I am a licensed member of the Real Estate Council of Alberta since 2005 - proudly representing CIR REALTY, Calgary’s largest real estate brokerage. I enjoy keeping my readers up to date with real estate related information that they can easily understand and use for their own benefit. I welcome feedbacks and comments equally from first-time visitors to my blog, past clients and also from my fellow REALTOR® colleagues. Thanks for stopping by!

6 Responses to "Evidence Pointing Toward Oil Prices Impacting Calgary Home Values"

bz6wp4 wrote: The price / barrel is now $69. What happens to Calgary Real Estate if this goes below $60. Sure there will be curtailment of future projects and even moderation of current production. If this lasts long, there could be serious impact to the real estate price. As it is the prices are high by NA standards for housing - the house hold debt is higher in Calgary than most Canadian cities. May soon be a buyers market with prices coming down as long and a bit after the price of oil comes back up again.

Posted on Thursday, November 27th, 2014 at 9:42pm.

Joe Samson wrote: I don’t want to sound like a scare crow, but you may be right. I just hope that you’re not and that we will be able to protect our investments as housing is most people’s biggest financial asset. Unfortunately far too many people are spread very thin with their equity in their homes. Many home owners are only 1-2 missed mortgage payment away from going bankrupt. If they would start loosing their high paying jobs in downtown, then only logical solution is to start cutting expenses that they can’t afford anymore. If their mortgage payment is their biggest hole in their pocket than selling the house might be most people’s only solutions. Let’s just hope that this won’t happen in Calgary.

Posted on Friday, November 28th, 2014 at 1:05am.

bz6wp4 wrote: I live in Michigan. My household income is not too far less as compared to my house. The house is reasonably sized in one of the best towns of NA. Excellent schools and parks and trails. I like Calgary and the way it has expanded over the years. However, as in many cities, housing is the main source of investment for some. Investments need to be based on other tools rather than housing alone. If not the oil price, some other triggers will bring this balance in Canada. It may take a few years, in my view, but this may be a good time to exit the housing market and protect the family financials in place.

Posted on Friday, November 28th, 2014 at 11:25am.

Ivan wrote: Excellent analysis. Does the Y-axis indicate oil price index of WTI is US dollars or WCS in Canadian? Given the differential and FX rate this could be totally different graph as WCS used to be the only growing oil until last month because of these two factors.

Posted on Sunday, November 30th, 2014 at 10:41pm.

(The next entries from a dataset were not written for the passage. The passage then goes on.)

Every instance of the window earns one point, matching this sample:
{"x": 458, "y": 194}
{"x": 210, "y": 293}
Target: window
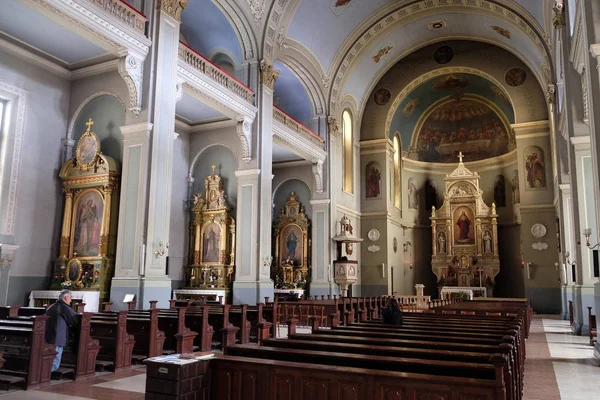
{"x": 347, "y": 152}
{"x": 396, "y": 171}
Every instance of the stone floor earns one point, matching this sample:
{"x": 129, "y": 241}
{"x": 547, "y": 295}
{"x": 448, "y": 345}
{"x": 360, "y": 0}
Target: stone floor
{"x": 559, "y": 366}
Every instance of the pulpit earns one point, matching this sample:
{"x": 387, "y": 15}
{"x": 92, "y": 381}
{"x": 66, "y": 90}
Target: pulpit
{"x": 465, "y": 235}
{"x": 212, "y": 242}
{"x": 89, "y": 229}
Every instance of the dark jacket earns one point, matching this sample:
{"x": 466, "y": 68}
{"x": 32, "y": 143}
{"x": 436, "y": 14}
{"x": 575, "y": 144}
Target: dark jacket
{"x": 57, "y": 329}
{"x": 392, "y": 316}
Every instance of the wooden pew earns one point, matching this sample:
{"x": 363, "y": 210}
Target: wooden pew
{"x": 28, "y": 358}
{"x": 110, "y": 329}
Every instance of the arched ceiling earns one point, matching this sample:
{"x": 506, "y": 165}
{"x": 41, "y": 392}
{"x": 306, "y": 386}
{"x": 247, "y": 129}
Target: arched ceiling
{"x": 344, "y": 36}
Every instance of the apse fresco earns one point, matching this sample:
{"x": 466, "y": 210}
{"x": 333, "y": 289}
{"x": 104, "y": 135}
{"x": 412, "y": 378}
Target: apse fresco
{"x": 465, "y": 125}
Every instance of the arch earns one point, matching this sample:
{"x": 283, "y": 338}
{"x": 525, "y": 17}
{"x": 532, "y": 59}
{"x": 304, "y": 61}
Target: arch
{"x": 202, "y": 150}
{"x": 84, "y": 103}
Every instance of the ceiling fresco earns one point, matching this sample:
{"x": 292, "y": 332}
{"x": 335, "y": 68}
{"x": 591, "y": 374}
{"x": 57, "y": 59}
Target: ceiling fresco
{"x": 450, "y": 86}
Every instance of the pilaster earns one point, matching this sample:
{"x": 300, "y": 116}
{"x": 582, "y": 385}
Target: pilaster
{"x": 7, "y": 256}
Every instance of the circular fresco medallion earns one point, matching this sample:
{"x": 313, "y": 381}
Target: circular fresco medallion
{"x": 443, "y": 55}
{"x": 382, "y": 97}
{"x": 515, "y": 77}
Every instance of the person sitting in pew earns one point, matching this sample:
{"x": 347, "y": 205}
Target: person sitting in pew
{"x": 57, "y": 329}
{"x": 392, "y": 315}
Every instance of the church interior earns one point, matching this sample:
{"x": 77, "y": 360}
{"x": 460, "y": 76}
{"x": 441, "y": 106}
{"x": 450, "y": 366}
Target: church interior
{"x": 260, "y": 172}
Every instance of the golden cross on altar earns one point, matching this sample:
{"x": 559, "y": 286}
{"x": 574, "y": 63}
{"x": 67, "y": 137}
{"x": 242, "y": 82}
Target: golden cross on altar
{"x": 89, "y": 124}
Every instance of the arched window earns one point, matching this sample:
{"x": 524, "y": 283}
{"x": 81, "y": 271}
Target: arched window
{"x": 397, "y": 171}
{"x": 347, "y": 152}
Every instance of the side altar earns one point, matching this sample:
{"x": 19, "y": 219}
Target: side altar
{"x": 89, "y": 229}
{"x": 465, "y": 235}
{"x": 212, "y": 244}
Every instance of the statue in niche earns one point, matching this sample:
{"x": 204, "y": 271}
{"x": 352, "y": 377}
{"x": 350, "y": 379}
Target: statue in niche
{"x": 442, "y": 242}
{"x": 487, "y": 242}
{"x": 500, "y": 191}
{"x": 515, "y": 187}
{"x": 413, "y": 194}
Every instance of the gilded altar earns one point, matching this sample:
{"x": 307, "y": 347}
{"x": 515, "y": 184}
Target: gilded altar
{"x": 465, "y": 234}
{"x": 212, "y": 239}
{"x": 291, "y": 246}
{"x": 89, "y": 229}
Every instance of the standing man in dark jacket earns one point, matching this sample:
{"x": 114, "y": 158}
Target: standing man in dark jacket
{"x": 57, "y": 330}
{"x": 392, "y": 315}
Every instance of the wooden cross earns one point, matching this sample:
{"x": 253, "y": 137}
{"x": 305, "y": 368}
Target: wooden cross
{"x": 89, "y": 124}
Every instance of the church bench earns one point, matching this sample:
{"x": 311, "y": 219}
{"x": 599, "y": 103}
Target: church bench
{"x": 179, "y": 338}
{"x": 27, "y": 356}
{"x": 233, "y": 376}
{"x": 110, "y": 329}
{"x": 592, "y": 325}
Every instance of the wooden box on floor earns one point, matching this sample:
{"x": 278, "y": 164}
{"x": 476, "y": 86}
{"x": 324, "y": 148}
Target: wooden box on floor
{"x": 167, "y": 381}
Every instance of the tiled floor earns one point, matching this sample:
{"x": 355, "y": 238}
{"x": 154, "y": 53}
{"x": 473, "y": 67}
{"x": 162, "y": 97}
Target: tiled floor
{"x": 559, "y": 366}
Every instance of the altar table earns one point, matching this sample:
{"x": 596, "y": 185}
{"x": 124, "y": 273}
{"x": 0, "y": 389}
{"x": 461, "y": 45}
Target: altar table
{"x": 90, "y": 298}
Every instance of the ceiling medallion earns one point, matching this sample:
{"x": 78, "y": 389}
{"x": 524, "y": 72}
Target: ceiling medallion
{"x": 501, "y": 31}
{"x": 515, "y": 77}
{"x": 382, "y": 97}
{"x": 437, "y": 25}
{"x": 381, "y": 53}
{"x": 443, "y": 55}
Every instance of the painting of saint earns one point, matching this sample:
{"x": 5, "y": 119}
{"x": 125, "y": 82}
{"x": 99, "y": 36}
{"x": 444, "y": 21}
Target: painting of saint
{"x": 211, "y": 243}
{"x": 534, "y": 164}
{"x": 500, "y": 191}
{"x": 291, "y": 245}
{"x": 464, "y": 225}
{"x": 87, "y": 149}
{"x": 413, "y": 194}
{"x": 466, "y": 125}
{"x": 373, "y": 180}
{"x": 88, "y": 223}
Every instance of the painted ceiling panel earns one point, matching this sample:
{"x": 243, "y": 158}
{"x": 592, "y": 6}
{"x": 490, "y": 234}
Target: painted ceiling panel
{"x": 207, "y": 29}
{"x": 322, "y": 26}
{"x": 290, "y": 96}
{"x": 44, "y": 34}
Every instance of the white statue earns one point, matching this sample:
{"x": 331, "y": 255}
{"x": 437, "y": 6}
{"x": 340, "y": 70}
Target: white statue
{"x": 487, "y": 242}
{"x": 441, "y": 243}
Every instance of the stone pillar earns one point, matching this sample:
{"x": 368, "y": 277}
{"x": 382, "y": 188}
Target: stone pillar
{"x": 129, "y": 263}
{"x": 321, "y": 279}
{"x": 7, "y": 256}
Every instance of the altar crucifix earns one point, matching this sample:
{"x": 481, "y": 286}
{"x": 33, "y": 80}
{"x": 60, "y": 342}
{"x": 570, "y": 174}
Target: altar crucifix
{"x": 464, "y": 234}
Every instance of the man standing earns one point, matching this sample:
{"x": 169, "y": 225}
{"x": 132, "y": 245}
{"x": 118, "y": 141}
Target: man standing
{"x": 57, "y": 330}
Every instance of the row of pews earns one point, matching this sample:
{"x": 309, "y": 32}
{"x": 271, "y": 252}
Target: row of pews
{"x": 458, "y": 350}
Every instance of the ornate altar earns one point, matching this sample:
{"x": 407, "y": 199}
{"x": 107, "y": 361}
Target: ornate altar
{"x": 212, "y": 239}
{"x": 89, "y": 229}
{"x": 465, "y": 234}
{"x": 292, "y": 246}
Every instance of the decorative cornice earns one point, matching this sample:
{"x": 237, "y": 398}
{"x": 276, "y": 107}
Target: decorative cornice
{"x": 173, "y": 7}
{"x": 268, "y": 74}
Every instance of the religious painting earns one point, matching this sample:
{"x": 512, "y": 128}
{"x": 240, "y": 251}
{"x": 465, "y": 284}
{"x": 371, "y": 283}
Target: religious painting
{"x": 88, "y": 224}
{"x": 500, "y": 191}
{"x": 430, "y": 195}
{"x": 290, "y": 250}
{"x": 466, "y": 125}
{"x": 211, "y": 243}
{"x": 443, "y": 55}
{"x": 464, "y": 226}
{"x": 382, "y": 97}
{"x": 373, "y": 180}
{"x": 535, "y": 168}
{"x": 515, "y": 77}
{"x": 413, "y": 194}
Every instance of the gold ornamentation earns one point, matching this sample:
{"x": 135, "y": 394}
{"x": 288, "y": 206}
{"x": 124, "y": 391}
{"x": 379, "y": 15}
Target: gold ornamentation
{"x": 382, "y": 52}
{"x": 173, "y": 7}
{"x": 268, "y": 74}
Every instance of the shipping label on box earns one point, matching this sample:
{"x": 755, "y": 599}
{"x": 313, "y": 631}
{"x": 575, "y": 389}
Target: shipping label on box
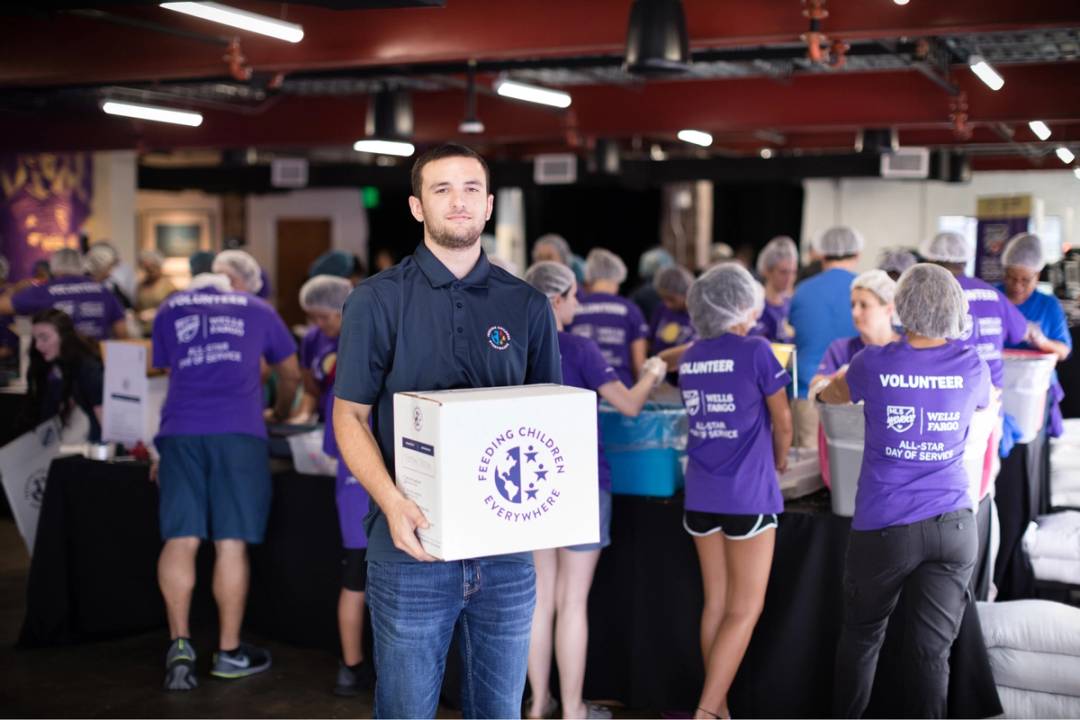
{"x": 499, "y": 470}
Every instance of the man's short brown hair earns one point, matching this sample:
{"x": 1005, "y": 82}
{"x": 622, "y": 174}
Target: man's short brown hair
{"x": 446, "y": 150}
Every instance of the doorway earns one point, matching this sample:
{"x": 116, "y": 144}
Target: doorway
{"x": 299, "y": 243}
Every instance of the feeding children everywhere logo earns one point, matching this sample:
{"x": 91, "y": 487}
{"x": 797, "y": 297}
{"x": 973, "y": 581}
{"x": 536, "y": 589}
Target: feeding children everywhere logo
{"x": 525, "y": 464}
{"x": 498, "y": 337}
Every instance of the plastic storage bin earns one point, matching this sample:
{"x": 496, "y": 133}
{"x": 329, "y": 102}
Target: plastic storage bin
{"x": 647, "y": 452}
{"x": 1026, "y": 382}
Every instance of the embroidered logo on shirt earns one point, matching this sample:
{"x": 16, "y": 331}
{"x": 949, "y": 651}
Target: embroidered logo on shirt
{"x": 900, "y": 418}
{"x": 498, "y": 337}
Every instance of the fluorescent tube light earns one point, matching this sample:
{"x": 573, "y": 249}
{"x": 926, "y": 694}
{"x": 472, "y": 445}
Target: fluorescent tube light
{"x": 985, "y": 72}
{"x": 696, "y": 137}
{"x": 239, "y": 18}
{"x": 385, "y": 148}
{"x": 521, "y": 91}
{"x": 151, "y": 112}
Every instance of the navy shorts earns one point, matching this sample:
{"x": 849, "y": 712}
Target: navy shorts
{"x": 733, "y": 527}
{"x": 214, "y": 487}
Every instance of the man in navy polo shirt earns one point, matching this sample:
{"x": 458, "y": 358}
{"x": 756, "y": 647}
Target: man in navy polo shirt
{"x": 442, "y": 318}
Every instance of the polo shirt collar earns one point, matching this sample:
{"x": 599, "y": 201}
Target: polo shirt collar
{"x": 440, "y": 276}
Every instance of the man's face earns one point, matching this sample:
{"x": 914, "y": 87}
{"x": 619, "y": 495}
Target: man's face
{"x": 455, "y": 204}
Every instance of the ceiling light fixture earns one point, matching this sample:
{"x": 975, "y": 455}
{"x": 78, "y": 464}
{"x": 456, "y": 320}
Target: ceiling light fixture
{"x": 1039, "y": 128}
{"x": 521, "y": 91}
{"x": 239, "y": 18}
{"x": 696, "y": 137}
{"x": 385, "y": 148}
{"x": 152, "y": 112}
{"x": 985, "y": 72}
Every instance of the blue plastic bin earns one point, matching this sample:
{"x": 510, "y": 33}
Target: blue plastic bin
{"x": 646, "y": 453}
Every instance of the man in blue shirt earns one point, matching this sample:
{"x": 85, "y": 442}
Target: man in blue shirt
{"x": 442, "y": 318}
{"x": 821, "y": 313}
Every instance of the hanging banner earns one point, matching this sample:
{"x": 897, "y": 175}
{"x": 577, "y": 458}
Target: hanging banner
{"x": 25, "y": 462}
{"x": 44, "y": 200}
{"x": 999, "y": 218}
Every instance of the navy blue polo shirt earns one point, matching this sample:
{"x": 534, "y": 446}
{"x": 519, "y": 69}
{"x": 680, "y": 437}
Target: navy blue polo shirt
{"x": 417, "y": 327}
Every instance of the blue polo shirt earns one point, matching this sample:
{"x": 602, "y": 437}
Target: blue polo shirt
{"x": 417, "y": 327}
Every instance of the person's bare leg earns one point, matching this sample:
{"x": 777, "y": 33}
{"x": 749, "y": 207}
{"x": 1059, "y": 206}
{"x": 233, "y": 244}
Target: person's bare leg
{"x": 230, "y": 589}
{"x": 542, "y": 634}
{"x": 351, "y": 626}
{"x": 571, "y": 625}
{"x": 748, "y": 565}
{"x": 176, "y": 576}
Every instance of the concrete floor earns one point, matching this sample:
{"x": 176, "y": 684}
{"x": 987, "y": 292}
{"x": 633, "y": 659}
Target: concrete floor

Joe Samson wrote: Ivan, I have the price of oil represented in US dollars. Obviously I couldn't represent the real estate prices on the same scale as we are talking about hundreds of thousands of dollars of differences and then the lower value would have shown as a flat line.

Therefore I have created two separate charts at their respective values and blended them together to display the proportional price gains or losses over time.

Posted on Monday, December 1st, 2014 at 4:36am.

CJ wrote: Here's another great chart that I came across that has a larger historical axis. Interesting trends!

http://www.investingintelligently.com/wp-content/uploads/2006/09/calgary-house-prices-1973-2006.jpg

Posted on Thursday, December 11th, 2014 at 4:13pm.